Data Day Texas: A Recap from our Engineering Team

This past January, our team attended Data Day Texas 2020 in Austin, one of the longest-running big data conferences in the world. This conference gave us a chance to look at some of the latest advancements and changes in the data world and taught us new ways to think about data-centric problems that our industry could face in the future. Working within the hospitality industry, we are constantly challenged to create value out of our data, and after attending Data Day Texas, our engineering team is well equipped to not only address these challenges with cutting edge tools but also inspired to better develop our own innovations.

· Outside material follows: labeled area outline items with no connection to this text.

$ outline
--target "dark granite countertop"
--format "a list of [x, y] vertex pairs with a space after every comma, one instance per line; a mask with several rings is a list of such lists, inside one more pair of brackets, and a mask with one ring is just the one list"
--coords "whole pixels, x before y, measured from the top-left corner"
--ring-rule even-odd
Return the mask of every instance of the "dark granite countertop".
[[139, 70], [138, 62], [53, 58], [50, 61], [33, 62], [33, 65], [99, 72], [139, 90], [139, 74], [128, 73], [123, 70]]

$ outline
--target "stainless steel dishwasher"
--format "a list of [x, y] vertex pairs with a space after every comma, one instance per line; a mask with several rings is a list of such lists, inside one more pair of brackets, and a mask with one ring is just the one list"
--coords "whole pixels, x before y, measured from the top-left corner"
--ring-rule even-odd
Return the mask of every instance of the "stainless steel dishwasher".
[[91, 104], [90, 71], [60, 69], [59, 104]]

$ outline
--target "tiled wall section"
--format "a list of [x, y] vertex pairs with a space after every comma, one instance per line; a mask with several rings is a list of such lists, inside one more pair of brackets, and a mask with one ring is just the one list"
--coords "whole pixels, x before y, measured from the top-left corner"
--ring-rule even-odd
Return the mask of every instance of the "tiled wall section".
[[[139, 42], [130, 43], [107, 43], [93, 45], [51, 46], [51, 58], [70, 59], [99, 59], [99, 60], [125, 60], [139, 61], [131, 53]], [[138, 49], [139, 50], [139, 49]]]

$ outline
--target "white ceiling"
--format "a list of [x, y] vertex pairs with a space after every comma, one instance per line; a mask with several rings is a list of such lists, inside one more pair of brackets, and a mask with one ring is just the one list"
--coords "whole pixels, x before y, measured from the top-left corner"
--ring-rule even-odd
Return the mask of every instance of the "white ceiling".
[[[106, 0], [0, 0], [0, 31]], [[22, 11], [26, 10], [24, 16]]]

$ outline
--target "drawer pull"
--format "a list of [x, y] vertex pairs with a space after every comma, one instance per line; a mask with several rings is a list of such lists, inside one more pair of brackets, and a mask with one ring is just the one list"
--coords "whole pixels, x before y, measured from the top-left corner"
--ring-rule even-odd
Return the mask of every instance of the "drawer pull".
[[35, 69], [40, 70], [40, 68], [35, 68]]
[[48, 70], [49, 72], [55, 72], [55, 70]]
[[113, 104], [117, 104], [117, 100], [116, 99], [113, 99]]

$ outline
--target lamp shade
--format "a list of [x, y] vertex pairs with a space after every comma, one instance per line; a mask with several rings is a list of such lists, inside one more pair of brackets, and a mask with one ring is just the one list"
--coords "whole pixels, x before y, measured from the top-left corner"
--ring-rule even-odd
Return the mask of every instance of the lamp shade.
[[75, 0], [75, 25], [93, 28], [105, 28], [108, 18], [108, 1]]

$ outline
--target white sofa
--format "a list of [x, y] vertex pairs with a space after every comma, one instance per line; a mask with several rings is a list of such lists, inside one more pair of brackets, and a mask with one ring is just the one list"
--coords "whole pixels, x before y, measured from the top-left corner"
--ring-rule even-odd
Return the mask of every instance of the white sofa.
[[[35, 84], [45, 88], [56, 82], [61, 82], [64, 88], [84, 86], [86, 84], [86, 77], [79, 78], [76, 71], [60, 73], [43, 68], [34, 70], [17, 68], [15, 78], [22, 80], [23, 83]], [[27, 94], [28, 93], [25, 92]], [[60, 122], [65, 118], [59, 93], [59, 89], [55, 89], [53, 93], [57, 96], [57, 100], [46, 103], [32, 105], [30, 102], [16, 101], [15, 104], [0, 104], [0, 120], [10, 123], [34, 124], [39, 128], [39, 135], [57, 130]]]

Working Together as Data Teams

We began the conference by thinking about how data teams are currently organized and how they work and collaborate with other disciplines internally. The opening keynote, “Working Together as Data Teams” by Jesse Anderson at the Big Data Institute expanded on this topic greatly. Oftentimes an organization’s past projects have a tough time succeeding, with little understanding as to why. Anderson stated that 85% of data projects fail, for one reason or another, but this rate could be significantly reduced by developing well-supported data teams. Anderson argued that it is essential to gauge how much value existing data teams are generating from currently running projects. One of the quickest ways to determine how a data project is performing is by evaluating how much business value is being driven by this data. Business value can be separated into four different categories:

  • Good Value: The project is well received and generating value for the company.
  • Bad or Minimal Value: No value is being generated for the company.
  • No Value: This is bad or stagnate value; the project has stalled and no-one understands why, or the project’s purpose.
  • Planning: The value is building up to a hopefully good value.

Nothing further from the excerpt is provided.